Former Newsweek writers Lynn Povich and Jesse Ellison spoke about past and present gender disparities in the workforce Wednesday in a discussion co-sponsored by the Journalism and Women Symposium at Fisk Hall.
Povich, the first female senior editor at Newsweek magazine and editor-in-chief of Working Woman magazine, addressed the degree to which gender discrimination existed in the journalism industry in the '60s. Povich, who began as a secretary for Newsweek, was one of 46 women who successfully sued the magazine for sex discrimination.
"If you wanted to write, you were told to go write somewhere else," Povich said. "Women didn’t write at Newsweek."
In her book, The Good Girls Revolt: How the Women of Newsweek Sued Their Bosses and Changed the Workplace, Povich tells the story of the lawsuit that set a precedent for the representation of women in the media.
"It put all the corporations on notice that if you didn’t integrate, you’ll get sued," Povich said.
While at Newsweek Jesse Ellison, a graduate of Columbia Journalism School, came face to face with her first experience of sexism in the workforce. She and her female colleagues felt frustrated when their male coworkers would obtain raises and multiple story assignments while women still remained underrepresented in byline counts.

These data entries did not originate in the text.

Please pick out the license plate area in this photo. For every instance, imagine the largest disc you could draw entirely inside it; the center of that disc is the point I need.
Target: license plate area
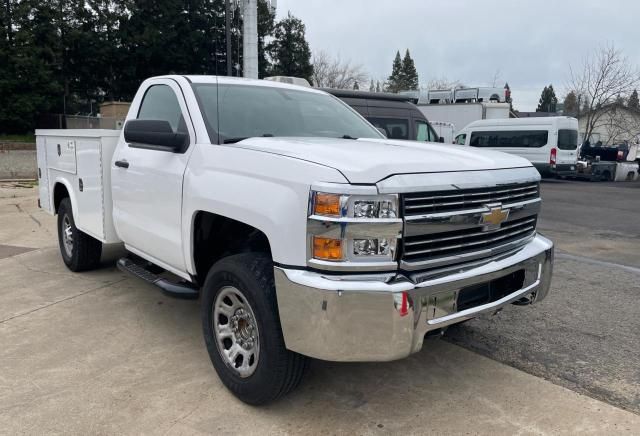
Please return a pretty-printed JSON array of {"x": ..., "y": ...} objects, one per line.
[
  {"x": 446, "y": 303},
  {"x": 477, "y": 295}
]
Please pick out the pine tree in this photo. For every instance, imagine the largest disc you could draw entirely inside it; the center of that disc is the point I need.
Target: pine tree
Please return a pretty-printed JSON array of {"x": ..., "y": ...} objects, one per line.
[
  {"x": 396, "y": 79},
  {"x": 410, "y": 74},
  {"x": 548, "y": 100},
  {"x": 571, "y": 104},
  {"x": 633, "y": 102},
  {"x": 507, "y": 91},
  {"x": 289, "y": 49}
]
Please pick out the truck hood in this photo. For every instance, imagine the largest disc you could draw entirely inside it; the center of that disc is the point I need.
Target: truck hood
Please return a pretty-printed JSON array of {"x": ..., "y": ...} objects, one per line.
[{"x": 371, "y": 160}]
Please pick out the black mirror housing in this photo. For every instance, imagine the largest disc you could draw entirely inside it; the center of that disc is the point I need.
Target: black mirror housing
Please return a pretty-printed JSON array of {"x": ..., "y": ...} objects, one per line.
[{"x": 155, "y": 135}]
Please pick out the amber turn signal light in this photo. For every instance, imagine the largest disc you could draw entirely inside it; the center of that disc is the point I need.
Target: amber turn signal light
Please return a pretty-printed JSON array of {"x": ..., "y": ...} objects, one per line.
[
  {"x": 327, "y": 204},
  {"x": 327, "y": 248}
]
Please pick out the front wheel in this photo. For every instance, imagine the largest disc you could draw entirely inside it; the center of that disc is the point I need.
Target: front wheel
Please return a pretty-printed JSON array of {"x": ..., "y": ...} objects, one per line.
[
  {"x": 80, "y": 252},
  {"x": 242, "y": 330}
]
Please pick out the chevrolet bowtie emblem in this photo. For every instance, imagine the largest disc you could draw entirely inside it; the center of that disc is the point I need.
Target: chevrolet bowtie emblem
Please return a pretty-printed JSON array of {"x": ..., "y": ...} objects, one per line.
[{"x": 495, "y": 216}]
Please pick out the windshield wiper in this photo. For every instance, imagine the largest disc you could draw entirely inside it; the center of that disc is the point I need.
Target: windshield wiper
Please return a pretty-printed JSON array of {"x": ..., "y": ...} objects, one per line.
[{"x": 242, "y": 138}]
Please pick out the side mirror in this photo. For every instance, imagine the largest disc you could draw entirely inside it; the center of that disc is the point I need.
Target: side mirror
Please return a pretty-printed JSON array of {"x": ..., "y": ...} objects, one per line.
[
  {"x": 381, "y": 130},
  {"x": 154, "y": 135}
]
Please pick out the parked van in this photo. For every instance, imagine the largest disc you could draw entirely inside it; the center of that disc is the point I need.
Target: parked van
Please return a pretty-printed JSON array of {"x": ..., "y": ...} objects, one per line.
[
  {"x": 392, "y": 114},
  {"x": 549, "y": 143}
]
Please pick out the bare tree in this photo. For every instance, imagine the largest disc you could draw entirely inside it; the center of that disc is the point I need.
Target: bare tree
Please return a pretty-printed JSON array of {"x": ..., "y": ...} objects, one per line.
[
  {"x": 331, "y": 72},
  {"x": 602, "y": 77},
  {"x": 620, "y": 124},
  {"x": 496, "y": 78}
]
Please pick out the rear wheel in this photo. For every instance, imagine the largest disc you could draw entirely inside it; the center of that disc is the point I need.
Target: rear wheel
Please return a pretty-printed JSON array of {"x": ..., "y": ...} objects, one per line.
[
  {"x": 242, "y": 330},
  {"x": 80, "y": 252}
]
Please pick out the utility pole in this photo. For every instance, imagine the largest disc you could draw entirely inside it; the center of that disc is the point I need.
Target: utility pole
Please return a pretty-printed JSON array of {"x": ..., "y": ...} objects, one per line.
[
  {"x": 250, "y": 39},
  {"x": 227, "y": 21}
]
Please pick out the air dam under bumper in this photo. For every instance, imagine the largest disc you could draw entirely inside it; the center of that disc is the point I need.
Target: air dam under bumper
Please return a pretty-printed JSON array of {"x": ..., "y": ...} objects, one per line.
[{"x": 364, "y": 318}]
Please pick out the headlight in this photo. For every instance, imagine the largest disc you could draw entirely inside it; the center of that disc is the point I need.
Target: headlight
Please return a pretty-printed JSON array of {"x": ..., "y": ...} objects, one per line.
[
  {"x": 352, "y": 230},
  {"x": 374, "y": 209},
  {"x": 353, "y": 206}
]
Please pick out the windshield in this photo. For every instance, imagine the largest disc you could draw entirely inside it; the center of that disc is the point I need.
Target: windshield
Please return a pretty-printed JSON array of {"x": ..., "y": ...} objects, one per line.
[{"x": 236, "y": 112}]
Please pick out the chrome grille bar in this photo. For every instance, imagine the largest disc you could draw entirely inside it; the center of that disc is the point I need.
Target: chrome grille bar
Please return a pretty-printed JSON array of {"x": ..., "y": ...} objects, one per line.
[
  {"x": 446, "y": 201},
  {"x": 444, "y": 228}
]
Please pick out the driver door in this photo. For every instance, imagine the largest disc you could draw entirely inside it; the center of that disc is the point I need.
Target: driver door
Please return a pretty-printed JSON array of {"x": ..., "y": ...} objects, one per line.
[{"x": 147, "y": 183}]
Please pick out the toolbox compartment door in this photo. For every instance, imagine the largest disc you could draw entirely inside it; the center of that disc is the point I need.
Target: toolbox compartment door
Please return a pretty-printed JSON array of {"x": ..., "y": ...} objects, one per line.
[
  {"x": 44, "y": 190},
  {"x": 61, "y": 153}
]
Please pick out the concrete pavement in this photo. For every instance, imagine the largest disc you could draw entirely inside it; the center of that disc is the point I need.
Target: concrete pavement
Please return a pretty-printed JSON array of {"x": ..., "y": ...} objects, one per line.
[
  {"x": 103, "y": 353},
  {"x": 586, "y": 334}
]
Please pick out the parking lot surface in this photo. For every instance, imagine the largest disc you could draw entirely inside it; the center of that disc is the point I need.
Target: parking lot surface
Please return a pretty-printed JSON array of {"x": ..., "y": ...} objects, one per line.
[
  {"x": 586, "y": 334},
  {"x": 104, "y": 353}
]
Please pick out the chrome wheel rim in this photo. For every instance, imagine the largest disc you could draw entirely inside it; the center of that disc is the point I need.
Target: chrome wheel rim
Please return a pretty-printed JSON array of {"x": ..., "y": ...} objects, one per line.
[
  {"x": 67, "y": 236},
  {"x": 236, "y": 331}
]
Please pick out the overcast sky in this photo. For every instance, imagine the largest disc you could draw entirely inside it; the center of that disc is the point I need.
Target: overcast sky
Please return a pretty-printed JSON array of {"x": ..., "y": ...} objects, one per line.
[{"x": 529, "y": 42}]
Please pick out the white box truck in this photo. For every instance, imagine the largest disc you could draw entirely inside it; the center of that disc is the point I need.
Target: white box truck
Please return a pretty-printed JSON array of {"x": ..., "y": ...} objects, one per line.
[{"x": 463, "y": 114}]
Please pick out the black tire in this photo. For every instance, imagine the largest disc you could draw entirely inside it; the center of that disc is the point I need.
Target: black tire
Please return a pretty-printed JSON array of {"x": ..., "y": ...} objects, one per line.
[
  {"x": 278, "y": 370},
  {"x": 85, "y": 250}
]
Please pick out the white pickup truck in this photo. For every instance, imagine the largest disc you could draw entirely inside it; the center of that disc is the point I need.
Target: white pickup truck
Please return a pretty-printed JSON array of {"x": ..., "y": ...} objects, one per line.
[{"x": 301, "y": 228}]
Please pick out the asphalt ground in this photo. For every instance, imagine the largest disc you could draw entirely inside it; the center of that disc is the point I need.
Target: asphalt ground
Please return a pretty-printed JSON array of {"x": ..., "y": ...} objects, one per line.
[
  {"x": 104, "y": 353},
  {"x": 586, "y": 334}
]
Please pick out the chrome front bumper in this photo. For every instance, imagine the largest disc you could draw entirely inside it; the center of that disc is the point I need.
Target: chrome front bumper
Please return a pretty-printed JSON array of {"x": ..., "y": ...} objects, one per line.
[{"x": 380, "y": 318}]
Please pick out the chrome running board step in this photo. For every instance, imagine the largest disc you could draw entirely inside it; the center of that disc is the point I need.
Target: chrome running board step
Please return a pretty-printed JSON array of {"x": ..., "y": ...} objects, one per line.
[{"x": 182, "y": 290}]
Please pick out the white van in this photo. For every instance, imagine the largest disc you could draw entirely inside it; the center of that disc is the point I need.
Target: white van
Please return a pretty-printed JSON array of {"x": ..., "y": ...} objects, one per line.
[{"x": 549, "y": 143}]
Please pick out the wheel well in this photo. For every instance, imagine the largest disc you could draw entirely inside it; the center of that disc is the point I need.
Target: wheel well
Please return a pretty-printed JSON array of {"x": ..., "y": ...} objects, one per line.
[
  {"x": 216, "y": 236},
  {"x": 59, "y": 193}
]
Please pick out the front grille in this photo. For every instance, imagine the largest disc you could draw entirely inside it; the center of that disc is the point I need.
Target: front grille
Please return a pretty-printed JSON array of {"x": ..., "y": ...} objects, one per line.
[
  {"x": 424, "y": 203},
  {"x": 463, "y": 243}
]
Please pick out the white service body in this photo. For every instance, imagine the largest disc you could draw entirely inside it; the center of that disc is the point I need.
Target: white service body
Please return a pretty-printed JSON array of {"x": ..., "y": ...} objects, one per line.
[{"x": 79, "y": 157}]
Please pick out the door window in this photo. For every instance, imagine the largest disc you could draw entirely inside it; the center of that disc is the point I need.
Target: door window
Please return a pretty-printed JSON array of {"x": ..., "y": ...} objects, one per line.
[
  {"x": 510, "y": 138},
  {"x": 160, "y": 103},
  {"x": 567, "y": 139},
  {"x": 424, "y": 132},
  {"x": 394, "y": 128}
]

"We were really surprised to learn that this big lawsuit had happened and was really transformative, yet had been lost to history," Ellison said.
As a reaction to the rumors of the lawsuit, Ellison and two additional writers received "secret approval" from one editor to begin reporting about the issue. On the 40th anniversary of the lawsuit, the story was published.
"My fear was that my male peers would take it as an attack to them, but they were really receptive and open to it and it lead to great discussion,” Povich said. “However, the top tier felt under attack a little bit."
Some audience members thought it was odd that Ellison’s piece was done in such a covert manner.
"It was interesting that the story was being done in secret,” said Pamela Esparza, Medill freshman. “I mean we’re in the 21st century. You would think that they would be more open about it."
Others in the audience were moved by the testimony presented by Ellison.
"Hearing from Jesse was a big deal because she is part of our generation and her fight was very inspiring and empowering," said Elle Metz, journalism graduate student.
Both Ellison and Povich later discussed possible solutions to amend the gender gap that is present in the workforce, especially since women represent 70 percent of Medill’s student body, according to moderator Michele Weldon. They along with members of the audience hope the situation betters itself in the future.
"It’s not a women issue; it’s a societal issue," Povich said.